Les autorités marocaines ont toujours nié avoir utilisé ce programme d’espionnage, mais en mai 2023, le journal israélien Haaretz a apporté un nouvel élément incriminant le Maroc. Il a révélé que le ministère de la Défense d’Israël avait interdit à NSO Group, l’entreprise israélienne fabriquant le « logiciel malveillant », de renouveler la licence d’utilisation accordée aux services secrets marocains. Bien avant que Pegasus ne fasse la une des journaux, Hammouchi avait des problèmes d’une autre nature en France. La police judiciaire avait tenté de profiter de sa visite à Paris, en février 2014, pour le présenter à un juge d’instruction enquêtant sur deux plaintes pour torture déposées contre lui par le Marocain Adil Lamtalsi et l’intellectuel sahraoui Ennaâma Asfari, représentés par les avocats de l’Association des Chrétiens pour l’Abolition de la Torture (ACAT).
Hammouchi a fui précipitamment de France et Rabat a pris des mesures de rétorsion en suspendant la coopération judiciaire avec Paris.
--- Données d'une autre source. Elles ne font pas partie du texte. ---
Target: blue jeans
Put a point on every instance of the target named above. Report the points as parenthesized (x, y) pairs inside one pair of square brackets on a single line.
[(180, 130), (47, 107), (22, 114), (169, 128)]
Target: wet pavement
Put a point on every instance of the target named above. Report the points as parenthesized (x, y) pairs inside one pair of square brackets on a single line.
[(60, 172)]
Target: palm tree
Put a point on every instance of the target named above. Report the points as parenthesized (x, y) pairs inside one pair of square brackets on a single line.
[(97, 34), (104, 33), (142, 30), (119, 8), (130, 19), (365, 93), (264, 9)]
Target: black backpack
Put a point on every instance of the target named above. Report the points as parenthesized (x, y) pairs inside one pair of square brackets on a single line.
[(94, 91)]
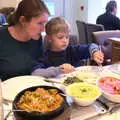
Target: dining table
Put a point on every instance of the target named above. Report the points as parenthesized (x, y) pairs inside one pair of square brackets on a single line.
[(11, 87)]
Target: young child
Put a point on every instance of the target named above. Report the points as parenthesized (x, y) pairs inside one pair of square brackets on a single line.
[(60, 57)]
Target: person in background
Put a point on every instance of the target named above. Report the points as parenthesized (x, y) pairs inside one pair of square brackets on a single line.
[(21, 42), (2, 19), (61, 57), (109, 18), (5, 12)]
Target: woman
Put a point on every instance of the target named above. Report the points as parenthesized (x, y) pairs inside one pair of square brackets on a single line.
[(20, 43)]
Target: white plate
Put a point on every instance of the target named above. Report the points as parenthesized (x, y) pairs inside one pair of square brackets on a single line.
[(13, 86), (89, 74)]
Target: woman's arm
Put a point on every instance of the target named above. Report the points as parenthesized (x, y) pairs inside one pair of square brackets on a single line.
[(47, 72)]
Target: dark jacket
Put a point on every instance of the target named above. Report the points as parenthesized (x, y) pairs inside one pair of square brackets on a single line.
[(110, 22)]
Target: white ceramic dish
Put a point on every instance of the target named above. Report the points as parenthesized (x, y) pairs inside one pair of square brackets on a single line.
[(83, 94), (112, 97)]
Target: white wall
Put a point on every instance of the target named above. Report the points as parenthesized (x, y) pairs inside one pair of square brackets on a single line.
[(72, 10)]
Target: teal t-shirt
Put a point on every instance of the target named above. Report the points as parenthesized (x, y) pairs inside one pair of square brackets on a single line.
[(16, 57)]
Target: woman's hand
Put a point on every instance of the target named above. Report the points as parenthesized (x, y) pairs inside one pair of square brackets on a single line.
[(98, 57), (66, 68)]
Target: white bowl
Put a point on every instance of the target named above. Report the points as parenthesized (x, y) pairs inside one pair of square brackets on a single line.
[(83, 94), (112, 97)]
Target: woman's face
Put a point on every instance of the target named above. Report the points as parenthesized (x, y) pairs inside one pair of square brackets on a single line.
[(36, 25)]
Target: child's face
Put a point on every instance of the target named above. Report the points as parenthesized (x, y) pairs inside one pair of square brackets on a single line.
[(59, 41)]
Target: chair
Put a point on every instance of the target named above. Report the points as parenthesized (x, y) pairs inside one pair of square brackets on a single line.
[(81, 26), (85, 31), (92, 28), (102, 38)]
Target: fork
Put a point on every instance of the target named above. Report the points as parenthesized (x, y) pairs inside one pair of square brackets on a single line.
[(100, 67)]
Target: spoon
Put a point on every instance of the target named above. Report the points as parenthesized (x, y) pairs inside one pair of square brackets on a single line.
[(51, 81)]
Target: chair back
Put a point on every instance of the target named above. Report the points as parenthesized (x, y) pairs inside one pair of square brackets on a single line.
[(82, 33), (102, 38), (92, 28), (85, 31)]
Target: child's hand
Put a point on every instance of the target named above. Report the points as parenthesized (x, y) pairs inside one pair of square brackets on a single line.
[(98, 57), (66, 68)]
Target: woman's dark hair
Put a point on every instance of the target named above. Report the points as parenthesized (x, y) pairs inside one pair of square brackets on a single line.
[(111, 5), (28, 9)]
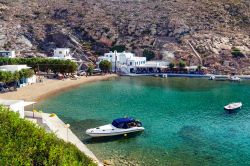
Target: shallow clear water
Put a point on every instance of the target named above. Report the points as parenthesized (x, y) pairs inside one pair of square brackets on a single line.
[(184, 120)]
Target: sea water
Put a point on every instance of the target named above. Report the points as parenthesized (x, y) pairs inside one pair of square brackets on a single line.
[(184, 120)]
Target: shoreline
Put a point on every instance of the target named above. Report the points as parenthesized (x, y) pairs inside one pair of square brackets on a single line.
[(50, 87)]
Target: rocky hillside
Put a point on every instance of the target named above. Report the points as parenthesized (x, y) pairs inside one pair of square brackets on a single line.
[(197, 31)]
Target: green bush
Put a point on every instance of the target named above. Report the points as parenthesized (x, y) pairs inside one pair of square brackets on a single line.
[(148, 54), (23, 143)]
Bien qu’il ne l’ait pas rendu public, il a également coupé la coopération antiterroriste à une époque où la France était fréquemment touchée par des attentats jihadistes. Malgré cela, cette même année, en octobre, il a été décoré à Madrid de la Grande Croix honorifique du Mérite Policier avec distinction rouge sur proposition du ministre de l’Intérieur de l’époque, Jorge Fernández Díaz.
Son successeur socialiste à ce poste, Grande-Marlaska, a initié, en septembre 2019, la concession à Hammouchi de la Grande Croix de l’Ordre du Mérite de la Garde Civile. Le Ministère de l’Intérieur français a également voulu décorer Hammouchi peu de temps après que, en janvier 2015, la coopération antiterroriste et judiciaire ait repris. Depuis qu’il est sous enquête, Hammouchi a cependant choisi de ne plus voyager officiellement en France pour éviter que la police judiciaire ne tente de nouveau de l’appréhender. La Légion d’honneur avec les insignes d’officier lui a été remise en 2015, mais pas à Paris, mais dans la cour de l’Ambassade de France à Rabat.